The unanimous ruling by a three-judge panel of the 8th U.S. Circuit Court of Appeals in St. Louis overturned a U.S. District Court's ruling earlier this year that banning such billboards within a mile of state highways was a constitutional regulation of commercial speech.
The law, which took effect August 2004, sought to reduce the possible negative effects posed by sexually suggestive billboards, including harming minors, reducing traffic safety and lowering property values.
But the 8th Circuit panel ruled in Passions Video Inc. v. Nixon that the Missouri statute had no such effect.
The ruling said the law was not "narrowly drawn" to meet those goals, and the state "failed to make a showing that a more limited speech regulation would not have adequately served the state's interest."
Passions Video Inc., an adult book store; Gala Entertainment Inc., a Kansas City strip club; and the Lion's Den adult stores filed the suit last year against Attorney General Jay Nixon. John Haltom, an adult-business owner with 10 stores that sell lingerie, sex toys and adult videos in six states, also sued the state.
The state will seek a rehearing from the full 8th Circuit, and if unsuccessful, might appeal the decision to the U.S. Supreme Court, Nixon spokesman John Fougere said.
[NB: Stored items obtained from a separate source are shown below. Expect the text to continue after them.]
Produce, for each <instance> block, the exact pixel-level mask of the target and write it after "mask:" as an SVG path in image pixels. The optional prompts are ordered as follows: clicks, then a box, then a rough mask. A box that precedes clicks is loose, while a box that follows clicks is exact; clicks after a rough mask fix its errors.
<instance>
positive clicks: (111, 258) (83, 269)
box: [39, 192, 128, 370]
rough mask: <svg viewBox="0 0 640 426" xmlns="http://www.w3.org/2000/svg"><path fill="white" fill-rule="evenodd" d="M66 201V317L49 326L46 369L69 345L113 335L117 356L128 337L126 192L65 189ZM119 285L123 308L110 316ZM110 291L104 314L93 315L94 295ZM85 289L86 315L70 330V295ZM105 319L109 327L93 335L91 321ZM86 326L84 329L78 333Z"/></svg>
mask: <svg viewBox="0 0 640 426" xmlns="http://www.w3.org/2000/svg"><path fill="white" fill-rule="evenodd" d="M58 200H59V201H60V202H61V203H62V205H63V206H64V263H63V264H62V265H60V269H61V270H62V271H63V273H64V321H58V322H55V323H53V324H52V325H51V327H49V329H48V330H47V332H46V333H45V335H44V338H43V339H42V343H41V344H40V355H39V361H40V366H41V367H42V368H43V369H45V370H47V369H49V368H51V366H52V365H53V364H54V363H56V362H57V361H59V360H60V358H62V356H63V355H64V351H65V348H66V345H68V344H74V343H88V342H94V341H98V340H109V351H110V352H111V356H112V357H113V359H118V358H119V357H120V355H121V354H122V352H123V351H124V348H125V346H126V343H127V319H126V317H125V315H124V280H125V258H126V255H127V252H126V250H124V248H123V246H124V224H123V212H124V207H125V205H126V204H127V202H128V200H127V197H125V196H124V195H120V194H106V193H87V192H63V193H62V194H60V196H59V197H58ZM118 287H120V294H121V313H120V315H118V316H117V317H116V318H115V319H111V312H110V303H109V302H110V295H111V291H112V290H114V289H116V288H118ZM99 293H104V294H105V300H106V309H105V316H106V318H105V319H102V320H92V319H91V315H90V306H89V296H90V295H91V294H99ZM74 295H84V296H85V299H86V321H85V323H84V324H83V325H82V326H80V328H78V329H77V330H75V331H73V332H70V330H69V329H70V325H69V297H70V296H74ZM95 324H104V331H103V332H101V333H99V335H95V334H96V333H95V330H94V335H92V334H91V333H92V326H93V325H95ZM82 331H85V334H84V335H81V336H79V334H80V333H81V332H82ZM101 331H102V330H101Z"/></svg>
Messages left with attorneys for the adult businesses that filed the suit were not returned in time for this story.
The law would have forced the adult-business owners and others with sexually suggestive billboards near highways to take them down by mid-2007. Billboard advertising companies have refused to allow new sexy billboards to go up since the 2004 law.
State Sen. Matt Bartle, R-Lee's Summit, spearheaded the legislation, modeling it after a similar law upheld by the New Jersey Supreme Court.
The law eventually would have allowed an adult-oriented business located within a mile of a highway to have just two signs one showing the business' name and operating hours, the other noting it is off-limits to minors.
House Speaker Rod Jetton called the 8th Circuit's ruling "unfortunate."
"It leaves Missourians of every age exposed to sleazy billboards along our highways," Jetton said in a statement. "Billboards like these are distasteful, unnecessary distractions that pose a real threat to highway safety and give children and adults the wrong impression about what quality entertainment really is."
If the attorney general was not successful in appealing the ruling, Jetton said, the Legislature would work to correct the problem "so Missourians have the protections a law like this provides."